The move is intended also to quickly filter out economic migrants who are unlikely to qualify for asylum in Europe.

“The measures we have agreed [to] today will not end the crisis. But they are all necessary steps in the right direction,” Tusk said at the conclusion of seven hours of meeting with the bloc’s leaders.

He added that European leaders, who have disagreed acrimoniou­sly with one another over how best to tackle the flow of migrants into the continent, finally appeared to reach a common understand­ing and consensus at the meeting.

Exact details of the decisions taken by the leaders were not immediatel­y available.

EU leaders at the summit also were focusing their talks on strategies to ease the flow of the hundreds of thousands of people who have sought haven in Europe this year. Some are from war-ravaged Syria and Iraq. Others are from economical­ly strained countries, and are seeking jobs and better futures.

The EU envoys were trying to reach an agreement on bolstering Europe’s external borders to better sort people fleeing war from those seeking economic relief, whom they can deport.

British Prime Minister David Cameron said his country would donate $152 million — including about $61 million to the World Food Program — to help feed refugees in camps close to the conflicts they are fleeing.

“We must make sure that people in refugee camps are properly fed and looked after, not just to help them but also to stop people wanting to make, or thinking of making, this very, very difficult and very dangerous journey to Europe,” he said.

The conclave came a day after EU interior ministers pushed through a plan — over the objections of four central European nations — to spread 120,000 asylum seekers across Europe.

“The decision to relocate 160,000 people from the most affected member states is a historic first and a genuine, laudable expression of European solidarity,” European Commission President JeanClaude Juncker said Wednesday. “It cannot be the end of the story, however. It is time for further, bold, determined and concerted action by the European Union, by its institutio­ns and by all its member states.”

One opponent, Slovakia, warned that it would reject the EU resettleme­nt decision and threatened to oppose it in court.
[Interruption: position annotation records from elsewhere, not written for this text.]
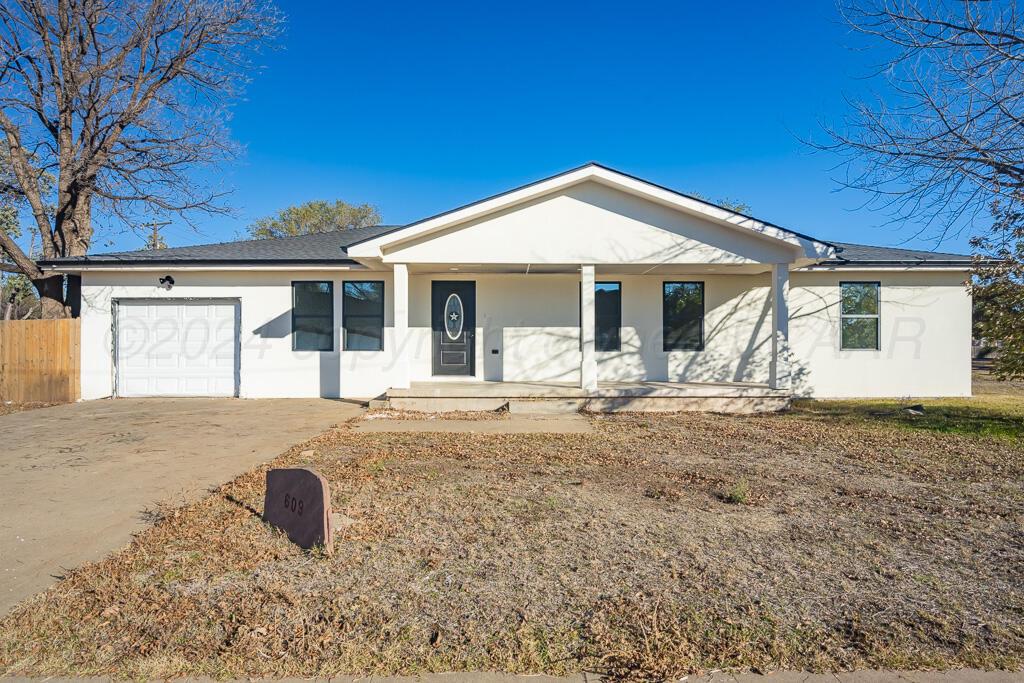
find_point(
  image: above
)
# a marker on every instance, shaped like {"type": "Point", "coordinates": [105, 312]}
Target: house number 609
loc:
{"type": "Point", "coordinates": [293, 504]}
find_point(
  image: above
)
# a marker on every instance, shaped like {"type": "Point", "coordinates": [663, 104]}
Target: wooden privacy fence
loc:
{"type": "Point", "coordinates": [39, 360]}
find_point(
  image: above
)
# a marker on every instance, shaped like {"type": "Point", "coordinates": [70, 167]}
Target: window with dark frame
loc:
{"type": "Point", "coordinates": [363, 314]}
{"type": "Point", "coordinates": [607, 316]}
{"type": "Point", "coordinates": [312, 315]}
{"type": "Point", "coordinates": [859, 322]}
{"type": "Point", "coordinates": [682, 316]}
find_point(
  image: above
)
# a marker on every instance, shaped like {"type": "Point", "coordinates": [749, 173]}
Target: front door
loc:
{"type": "Point", "coordinates": [453, 321]}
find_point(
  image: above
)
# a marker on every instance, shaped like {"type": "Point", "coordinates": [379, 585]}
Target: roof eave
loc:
{"type": "Point", "coordinates": [373, 248]}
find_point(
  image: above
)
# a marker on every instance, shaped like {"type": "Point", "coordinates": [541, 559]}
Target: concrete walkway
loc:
{"type": "Point", "coordinates": [965, 676]}
{"type": "Point", "coordinates": [79, 479]}
{"type": "Point", "coordinates": [571, 423]}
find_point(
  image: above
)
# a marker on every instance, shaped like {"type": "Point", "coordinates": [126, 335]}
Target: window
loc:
{"type": "Point", "coordinates": [312, 316]}
{"type": "Point", "coordinates": [363, 315]}
{"type": "Point", "coordinates": [859, 315]}
{"type": "Point", "coordinates": [682, 316]}
{"type": "Point", "coordinates": [607, 315]}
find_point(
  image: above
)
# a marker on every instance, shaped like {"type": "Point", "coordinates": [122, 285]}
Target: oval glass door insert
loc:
{"type": "Point", "coordinates": [453, 316]}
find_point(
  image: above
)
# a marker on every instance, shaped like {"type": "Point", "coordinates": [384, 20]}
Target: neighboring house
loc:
{"type": "Point", "coordinates": [671, 290]}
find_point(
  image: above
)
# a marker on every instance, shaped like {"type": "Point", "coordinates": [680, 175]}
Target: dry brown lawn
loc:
{"type": "Point", "coordinates": [10, 407]}
{"type": "Point", "coordinates": [824, 539]}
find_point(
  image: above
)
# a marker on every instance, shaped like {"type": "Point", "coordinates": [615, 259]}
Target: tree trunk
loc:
{"type": "Point", "coordinates": [72, 237]}
{"type": "Point", "coordinates": [51, 297]}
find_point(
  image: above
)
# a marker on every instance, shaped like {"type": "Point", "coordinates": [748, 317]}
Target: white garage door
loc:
{"type": "Point", "coordinates": [177, 348]}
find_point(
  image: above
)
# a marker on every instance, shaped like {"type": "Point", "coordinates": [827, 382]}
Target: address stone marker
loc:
{"type": "Point", "coordinates": [298, 501]}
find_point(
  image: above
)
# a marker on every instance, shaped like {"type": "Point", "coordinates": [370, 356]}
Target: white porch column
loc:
{"type": "Point", "coordinates": [779, 376]}
{"type": "Point", "coordinates": [401, 341]}
{"type": "Point", "coordinates": [588, 364]}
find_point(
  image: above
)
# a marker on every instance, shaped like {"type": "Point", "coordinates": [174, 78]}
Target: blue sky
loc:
{"type": "Point", "coordinates": [420, 108]}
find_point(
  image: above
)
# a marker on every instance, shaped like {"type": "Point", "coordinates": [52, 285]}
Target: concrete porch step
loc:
{"type": "Point", "coordinates": [546, 406]}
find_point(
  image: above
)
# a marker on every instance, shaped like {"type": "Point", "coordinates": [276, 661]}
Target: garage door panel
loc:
{"type": "Point", "coordinates": [177, 348]}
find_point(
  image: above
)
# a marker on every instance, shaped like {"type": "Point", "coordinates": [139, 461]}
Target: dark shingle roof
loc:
{"type": "Point", "coordinates": [327, 248]}
{"type": "Point", "coordinates": [852, 254]}
{"type": "Point", "coordinates": [330, 249]}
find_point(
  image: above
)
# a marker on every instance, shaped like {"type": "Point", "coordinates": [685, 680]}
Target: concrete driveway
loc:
{"type": "Point", "coordinates": [78, 479]}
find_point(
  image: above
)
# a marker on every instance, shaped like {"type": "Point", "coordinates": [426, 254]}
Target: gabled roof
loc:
{"type": "Point", "coordinates": [318, 249]}
{"type": "Point", "coordinates": [335, 249]}
{"type": "Point", "coordinates": [371, 248]}
{"type": "Point", "coordinates": [863, 255]}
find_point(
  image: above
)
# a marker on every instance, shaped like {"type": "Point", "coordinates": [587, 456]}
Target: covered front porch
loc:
{"type": "Point", "coordinates": [508, 299]}
{"type": "Point", "coordinates": [607, 396]}
{"type": "Point", "coordinates": [538, 333]}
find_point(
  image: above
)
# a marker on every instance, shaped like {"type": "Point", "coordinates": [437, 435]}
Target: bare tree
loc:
{"type": "Point", "coordinates": [120, 101]}
{"type": "Point", "coordinates": [945, 137]}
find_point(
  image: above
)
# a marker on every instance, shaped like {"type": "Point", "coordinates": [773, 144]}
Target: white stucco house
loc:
{"type": "Point", "coordinates": [590, 286]}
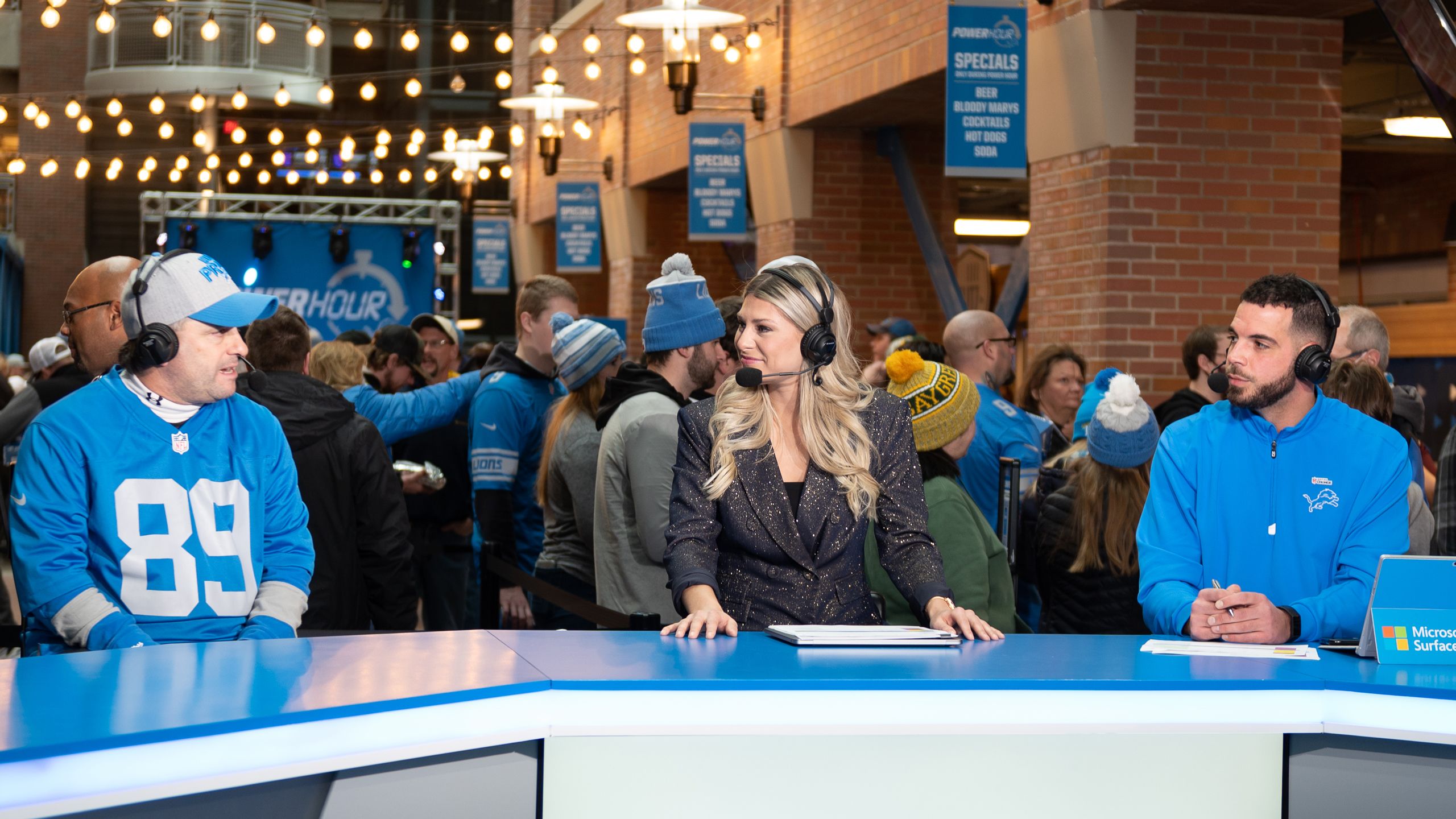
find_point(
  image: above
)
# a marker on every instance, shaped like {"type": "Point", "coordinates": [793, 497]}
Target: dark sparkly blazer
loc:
{"type": "Point", "coordinates": [771, 569]}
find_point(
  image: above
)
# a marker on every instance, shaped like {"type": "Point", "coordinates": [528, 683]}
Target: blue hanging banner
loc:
{"type": "Point", "coordinates": [717, 183]}
{"type": "Point", "coordinates": [491, 254]}
{"type": "Point", "coordinates": [578, 228]}
{"type": "Point", "coordinates": [370, 288]}
{"type": "Point", "coordinates": [986, 92]}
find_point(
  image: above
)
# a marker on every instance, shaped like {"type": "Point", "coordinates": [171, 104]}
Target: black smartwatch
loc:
{"type": "Point", "coordinates": [1295, 627]}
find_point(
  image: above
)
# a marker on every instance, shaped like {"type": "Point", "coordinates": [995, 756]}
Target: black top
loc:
{"type": "Point", "coordinates": [796, 491]}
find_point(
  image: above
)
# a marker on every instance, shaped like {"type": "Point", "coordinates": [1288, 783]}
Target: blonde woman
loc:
{"type": "Point", "coordinates": [779, 477]}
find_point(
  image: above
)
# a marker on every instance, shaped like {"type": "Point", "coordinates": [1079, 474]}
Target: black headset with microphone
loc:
{"type": "Point", "coordinates": [819, 344]}
{"type": "Point", "coordinates": [1312, 363]}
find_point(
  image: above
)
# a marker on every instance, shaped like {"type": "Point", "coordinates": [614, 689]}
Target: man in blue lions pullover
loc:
{"type": "Point", "coordinates": [1283, 496]}
{"type": "Point", "coordinates": [155, 504]}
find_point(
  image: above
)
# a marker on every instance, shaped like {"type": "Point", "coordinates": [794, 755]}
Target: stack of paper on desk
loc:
{"type": "Point", "coordinates": [1190, 649]}
{"type": "Point", "coordinates": [901, 636]}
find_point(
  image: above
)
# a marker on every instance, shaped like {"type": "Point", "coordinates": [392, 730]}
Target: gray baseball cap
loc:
{"type": "Point", "coordinates": [188, 286]}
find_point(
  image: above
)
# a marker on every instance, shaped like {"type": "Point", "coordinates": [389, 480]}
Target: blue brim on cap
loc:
{"type": "Point", "coordinates": [239, 309]}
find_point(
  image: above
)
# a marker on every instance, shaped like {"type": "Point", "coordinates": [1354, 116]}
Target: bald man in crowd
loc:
{"type": "Point", "coordinates": [91, 315]}
{"type": "Point", "coordinates": [979, 344]}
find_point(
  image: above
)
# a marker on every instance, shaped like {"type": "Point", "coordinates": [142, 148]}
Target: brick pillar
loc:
{"type": "Point", "coordinates": [1232, 172]}
{"type": "Point", "coordinates": [50, 213]}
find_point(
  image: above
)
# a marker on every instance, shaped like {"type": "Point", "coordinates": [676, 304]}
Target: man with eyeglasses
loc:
{"type": "Point", "coordinates": [979, 344]}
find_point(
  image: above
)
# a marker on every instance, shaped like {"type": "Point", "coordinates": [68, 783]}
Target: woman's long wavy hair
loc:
{"type": "Point", "coordinates": [829, 413]}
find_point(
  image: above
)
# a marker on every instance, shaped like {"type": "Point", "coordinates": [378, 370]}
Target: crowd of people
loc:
{"type": "Point", "coordinates": [193, 462]}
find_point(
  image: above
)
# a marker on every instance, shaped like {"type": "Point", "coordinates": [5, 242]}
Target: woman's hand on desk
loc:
{"type": "Point", "coordinates": [705, 615]}
{"type": "Point", "coordinates": [961, 621]}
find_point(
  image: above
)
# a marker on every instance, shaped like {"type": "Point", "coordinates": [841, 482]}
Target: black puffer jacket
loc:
{"type": "Point", "coordinates": [362, 572]}
{"type": "Point", "coordinates": [1083, 602]}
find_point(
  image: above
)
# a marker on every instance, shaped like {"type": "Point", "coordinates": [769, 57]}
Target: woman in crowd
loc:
{"type": "Point", "coordinates": [1363, 387]}
{"type": "Point", "coordinates": [1087, 535]}
{"type": "Point", "coordinates": [974, 557]}
{"type": "Point", "coordinates": [587, 353]}
{"type": "Point", "coordinates": [783, 474]}
{"type": "Point", "coordinates": [1053, 391]}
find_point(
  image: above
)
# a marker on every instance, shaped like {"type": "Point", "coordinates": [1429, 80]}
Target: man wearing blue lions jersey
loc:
{"type": "Point", "coordinates": [154, 504]}
{"type": "Point", "coordinates": [507, 423]}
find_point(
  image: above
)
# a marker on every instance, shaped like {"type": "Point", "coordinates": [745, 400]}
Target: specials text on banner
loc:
{"type": "Point", "coordinates": [491, 254]}
{"type": "Point", "coordinates": [717, 183]}
{"type": "Point", "coordinates": [578, 228]}
{"type": "Point", "coordinates": [986, 92]}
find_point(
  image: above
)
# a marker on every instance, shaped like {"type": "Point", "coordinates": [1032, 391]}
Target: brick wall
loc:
{"type": "Point", "coordinates": [50, 213]}
{"type": "Point", "coordinates": [1235, 174]}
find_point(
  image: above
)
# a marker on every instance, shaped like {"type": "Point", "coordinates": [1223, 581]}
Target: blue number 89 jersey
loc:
{"type": "Point", "coordinates": [175, 528]}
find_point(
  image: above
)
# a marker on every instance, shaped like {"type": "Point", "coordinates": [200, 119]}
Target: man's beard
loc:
{"type": "Point", "coordinates": [701, 369]}
{"type": "Point", "coordinates": [1259, 398]}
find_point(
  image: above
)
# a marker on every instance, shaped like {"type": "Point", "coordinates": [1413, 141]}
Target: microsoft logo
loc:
{"type": "Point", "coordinates": [1398, 634]}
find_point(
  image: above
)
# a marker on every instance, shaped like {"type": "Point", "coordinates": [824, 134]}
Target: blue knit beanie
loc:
{"type": "Point", "coordinates": [1123, 431]}
{"type": "Point", "coordinates": [1091, 397]}
{"type": "Point", "coordinates": [679, 309]}
{"type": "Point", "coordinates": [581, 348]}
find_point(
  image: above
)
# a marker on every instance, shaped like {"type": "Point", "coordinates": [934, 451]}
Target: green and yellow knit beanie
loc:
{"type": "Point", "coordinates": [942, 401]}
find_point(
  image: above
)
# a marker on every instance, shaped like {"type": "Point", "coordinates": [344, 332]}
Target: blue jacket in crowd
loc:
{"type": "Point", "coordinates": [1301, 516]}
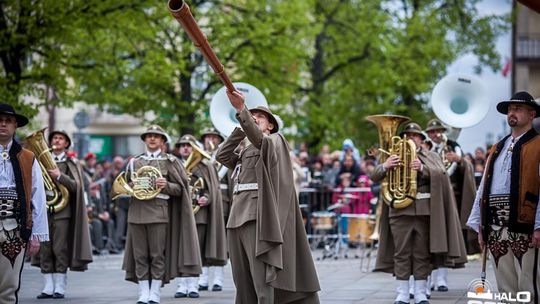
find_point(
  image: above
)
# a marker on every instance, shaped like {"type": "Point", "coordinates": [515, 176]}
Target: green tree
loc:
{"type": "Point", "coordinates": [145, 62]}
{"type": "Point", "coordinates": [374, 57]}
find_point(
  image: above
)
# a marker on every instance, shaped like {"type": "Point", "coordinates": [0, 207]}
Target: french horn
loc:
{"type": "Point", "coordinates": [144, 184]}
{"type": "Point", "coordinates": [57, 195]}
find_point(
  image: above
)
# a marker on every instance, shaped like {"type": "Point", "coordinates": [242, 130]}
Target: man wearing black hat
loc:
{"type": "Point", "coordinates": [505, 212]}
{"type": "Point", "coordinates": [211, 140]}
{"type": "Point", "coordinates": [270, 256]}
{"type": "Point", "coordinates": [412, 238]}
{"type": "Point", "coordinates": [461, 173]}
{"type": "Point", "coordinates": [209, 217]}
{"type": "Point", "coordinates": [161, 241]}
{"type": "Point", "coordinates": [69, 245]}
{"type": "Point", "coordinates": [23, 215]}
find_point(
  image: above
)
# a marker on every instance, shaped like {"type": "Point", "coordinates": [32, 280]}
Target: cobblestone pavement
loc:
{"type": "Point", "coordinates": [342, 282]}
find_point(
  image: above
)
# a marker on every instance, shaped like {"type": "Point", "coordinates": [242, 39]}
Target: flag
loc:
{"type": "Point", "coordinates": [507, 68]}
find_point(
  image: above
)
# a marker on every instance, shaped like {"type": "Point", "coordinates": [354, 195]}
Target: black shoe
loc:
{"type": "Point", "coordinates": [57, 295]}
{"type": "Point", "coordinates": [442, 288]}
{"type": "Point", "coordinates": [44, 296]}
{"type": "Point", "coordinates": [180, 295]}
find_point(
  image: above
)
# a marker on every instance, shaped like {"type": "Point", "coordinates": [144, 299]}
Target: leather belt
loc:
{"type": "Point", "coordinates": [163, 196]}
{"type": "Point", "coordinates": [423, 195]}
{"type": "Point", "coordinates": [245, 187]}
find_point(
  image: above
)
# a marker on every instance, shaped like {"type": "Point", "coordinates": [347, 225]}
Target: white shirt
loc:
{"type": "Point", "coordinates": [40, 227]}
{"type": "Point", "coordinates": [500, 184]}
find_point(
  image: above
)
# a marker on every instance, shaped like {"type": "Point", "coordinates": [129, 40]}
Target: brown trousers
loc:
{"type": "Point", "coordinates": [411, 243]}
{"type": "Point", "coordinates": [54, 254]}
{"type": "Point", "coordinates": [10, 276]}
{"type": "Point", "coordinates": [149, 250]}
{"type": "Point", "coordinates": [248, 272]}
{"type": "Point", "coordinates": [201, 233]}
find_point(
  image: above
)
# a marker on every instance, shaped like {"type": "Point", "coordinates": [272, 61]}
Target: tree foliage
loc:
{"type": "Point", "coordinates": [323, 65]}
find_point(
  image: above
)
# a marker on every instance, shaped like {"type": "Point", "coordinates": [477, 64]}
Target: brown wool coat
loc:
{"type": "Point", "coordinates": [280, 235]}
{"type": "Point", "coordinates": [182, 254]}
{"type": "Point", "coordinates": [79, 245]}
{"type": "Point", "coordinates": [216, 242]}
{"type": "Point", "coordinates": [445, 240]}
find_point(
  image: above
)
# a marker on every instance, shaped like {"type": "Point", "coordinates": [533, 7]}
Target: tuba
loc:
{"type": "Point", "coordinates": [459, 101]}
{"type": "Point", "coordinates": [196, 184]}
{"type": "Point", "coordinates": [398, 188]}
{"type": "Point", "coordinates": [57, 194]}
{"type": "Point", "coordinates": [144, 184]}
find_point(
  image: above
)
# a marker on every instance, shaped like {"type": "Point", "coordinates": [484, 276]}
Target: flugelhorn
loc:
{"type": "Point", "coordinates": [196, 184]}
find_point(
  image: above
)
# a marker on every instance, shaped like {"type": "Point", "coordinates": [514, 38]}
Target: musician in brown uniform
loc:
{"type": "Point", "coordinates": [425, 233]}
{"type": "Point", "coordinates": [161, 239]}
{"type": "Point", "coordinates": [211, 140]}
{"type": "Point", "coordinates": [69, 245]}
{"type": "Point", "coordinates": [461, 173]}
{"type": "Point", "coordinates": [209, 217]}
{"type": "Point", "coordinates": [270, 257]}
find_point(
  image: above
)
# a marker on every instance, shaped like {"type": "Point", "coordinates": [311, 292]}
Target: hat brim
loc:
{"type": "Point", "coordinates": [271, 118]}
{"type": "Point", "coordinates": [21, 119]}
{"type": "Point", "coordinates": [158, 133]}
{"type": "Point", "coordinates": [212, 133]}
{"type": "Point", "coordinates": [502, 107]}
{"type": "Point", "coordinates": [415, 132]}
{"type": "Point", "coordinates": [436, 128]}
{"type": "Point", "coordinates": [61, 133]}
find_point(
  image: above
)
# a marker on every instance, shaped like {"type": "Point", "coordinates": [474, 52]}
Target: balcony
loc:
{"type": "Point", "coordinates": [528, 48]}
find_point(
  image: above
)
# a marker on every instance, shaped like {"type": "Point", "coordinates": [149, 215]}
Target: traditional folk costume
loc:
{"type": "Point", "coordinates": [268, 247]}
{"type": "Point", "coordinates": [23, 214]}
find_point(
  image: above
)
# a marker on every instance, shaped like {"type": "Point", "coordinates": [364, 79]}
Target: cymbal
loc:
{"type": "Point", "coordinates": [349, 196]}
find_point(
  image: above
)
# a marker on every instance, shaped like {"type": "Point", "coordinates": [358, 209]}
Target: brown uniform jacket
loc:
{"type": "Point", "coordinates": [182, 254]}
{"type": "Point", "coordinates": [281, 239]}
{"type": "Point", "coordinates": [215, 248]}
{"type": "Point", "coordinates": [79, 245]}
{"type": "Point", "coordinates": [445, 240]}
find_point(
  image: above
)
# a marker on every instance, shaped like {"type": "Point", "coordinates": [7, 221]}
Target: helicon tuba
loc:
{"type": "Point", "coordinates": [57, 195]}
{"type": "Point", "coordinates": [399, 186]}
{"type": "Point", "coordinates": [195, 184]}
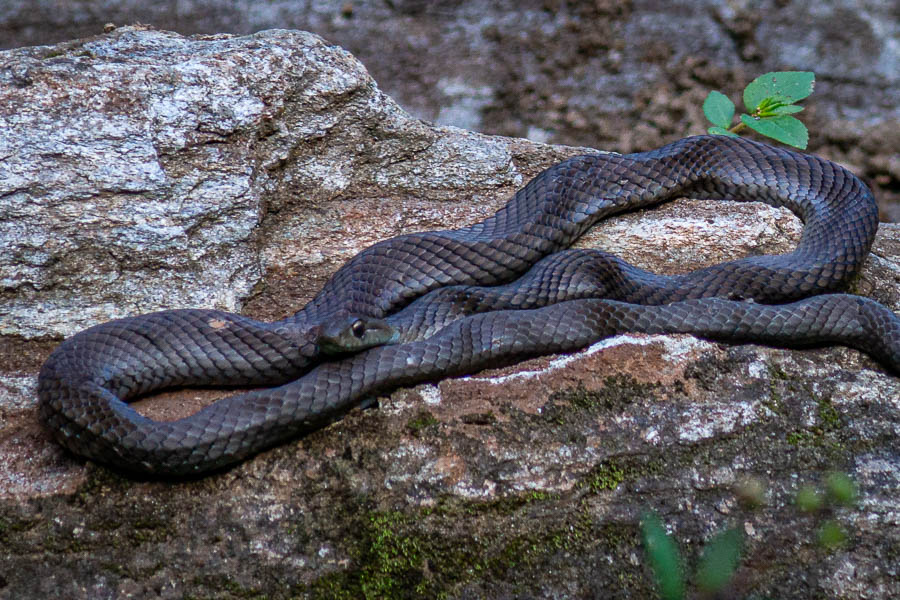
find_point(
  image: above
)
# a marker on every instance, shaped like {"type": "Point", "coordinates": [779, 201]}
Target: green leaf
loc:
{"type": "Point", "coordinates": [664, 558]}
{"type": "Point", "coordinates": [721, 131]}
{"type": "Point", "coordinates": [786, 87]}
{"type": "Point", "coordinates": [718, 109]}
{"type": "Point", "coordinates": [785, 109]}
{"type": "Point", "coordinates": [719, 560]}
{"type": "Point", "coordinates": [784, 128]}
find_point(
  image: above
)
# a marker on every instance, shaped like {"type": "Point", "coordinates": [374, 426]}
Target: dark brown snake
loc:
{"type": "Point", "coordinates": [382, 300]}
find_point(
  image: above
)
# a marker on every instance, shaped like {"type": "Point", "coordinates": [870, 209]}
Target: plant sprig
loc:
{"type": "Point", "coordinates": [771, 100]}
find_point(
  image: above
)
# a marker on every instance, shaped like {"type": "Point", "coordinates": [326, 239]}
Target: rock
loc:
{"type": "Point", "coordinates": [618, 75]}
{"type": "Point", "coordinates": [144, 170]}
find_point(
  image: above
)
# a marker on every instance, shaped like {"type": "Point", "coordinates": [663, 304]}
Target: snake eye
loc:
{"type": "Point", "coordinates": [358, 328]}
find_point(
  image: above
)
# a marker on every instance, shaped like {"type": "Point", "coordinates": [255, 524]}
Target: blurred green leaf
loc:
{"type": "Point", "coordinates": [784, 128]}
{"type": "Point", "coordinates": [664, 558]}
{"type": "Point", "coordinates": [784, 86]}
{"type": "Point", "coordinates": [719, 560]}
{"type": "Point", "coordinates": [718, 109]}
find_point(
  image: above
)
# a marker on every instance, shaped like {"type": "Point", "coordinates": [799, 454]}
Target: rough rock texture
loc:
{"type": "Point", "coordinates": [143, 170]}
{"type": "Point", "coordinates": [623, 75]}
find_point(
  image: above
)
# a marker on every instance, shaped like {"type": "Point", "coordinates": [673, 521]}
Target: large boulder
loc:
{"type": "Point", "coordinates": [142, 170]}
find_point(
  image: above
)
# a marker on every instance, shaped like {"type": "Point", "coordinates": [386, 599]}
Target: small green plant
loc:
{"type": "Point", "coordinates": [771, 100]}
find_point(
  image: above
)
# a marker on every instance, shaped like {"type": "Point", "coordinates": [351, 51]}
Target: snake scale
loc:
{"type": "Point", "coordinates": [423, 306]}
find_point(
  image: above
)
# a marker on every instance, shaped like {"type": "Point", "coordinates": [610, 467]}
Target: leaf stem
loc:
{"type": "Point", "coordinates": [737, 127]}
“We will go in two directions: First one, we will file a charge at the court in Luxembourg … secondly, we will not implement the [decision] of the interior ministers,” Slovak Prime Minister Robert Fico told reporters before leaving for the summit in Brussels. “We won’t implement this decision because we think it can’t work.”

Leaders of the four countries that voted against the migrants measure — Hungary, Romania, the Czech Republic and Slovakia — have all condemned the effort as a grave violation of their independen­ce in a bloc that usually prides itself on consensus. European officials said the vote was binding on all countries, including those that voted against it.

The decision to override the dissenters means the EU will be sending thousands of people into nations that do not want them, raising questions about the future of the bloc and the well-being of the asylum seekers consigned to those countries.